Full Description
Education has become a crucial site of struggle in multiple nations of the world. Education and the Politics of Interruption examines how governments, schools, educators, communities, and parents have become central figures in the conflicts between authoritarian coalitions and progressive educational and social movements. In recent years, educators around the world have experienced increasingly influential and powerful attempts by the right to ban books from classrooms and libraries, silence diversity, equity, and inclusion initiatives, control what and whose knowledge is taught in classrooms, and push policies that defund public schools, increase the pressure for marketization, and assert "parental choice." This book describes ongoing alliances and organizing efforts across the globe that work to build and defend critically democratic educational policies and practices amid the growing rightist ideological and legislative influences.
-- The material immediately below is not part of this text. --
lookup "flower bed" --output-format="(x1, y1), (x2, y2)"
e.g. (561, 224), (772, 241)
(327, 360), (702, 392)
It provides substantive critical analyses of conservative and authoritarian agendas in education, exposes the social and educational costs of these agendas, and documents the ongoing struggles against them. In the process, it broadens our understanding of how people can defend and expand critically democratic schooling and cooperate across differing ideological agendas. This volume will be important reading for critical educators and for scholars and students of Critical Education, Curriculum Studies, Education Politics and Policy, Social Justice, Sociology of Education, and Comparative Education.
Contents
Introduction: Education and the Politics of Interruption: Does the Right Always Win? 1. United States: Can We Win? Social Mobilizations and the Politics of Official Knowledge 2. England: Learning to Fear: How Islamophobia is Manufactured, Made Educational, and Resisted in England 3. Poland: The Empire Strikes Back: A Neoconservative Revolution in Polish Schools and the Struggles Against It 4. Australia: Teacher Union Resistance to the Impacts of Marketised and Neo-Liberal Restructurings: The More than Thanks campaign by the New South Wales Teachers' Federation 5. Brazil: Brazil's Black Movement and Policies for Racial Equality in an Antidemocratic Period 6. Chile: Standardization Policies and the Teacher Career Law in Chile and its Resistances: When the Right Doesn't Always Win, Even if it Wins 7. Japan: Ecological Interventions in the Postwar Politics of Japanese Education: Reassessing the Japanese Language and Moral Education Debates 8. India: Reforming the 'Right' Way: Market, Hypernationalism, and Curriculum Vigilantism in Indian Higher Education 9. Afterword: Understanding and Interrupting the Right: What Have We Learned?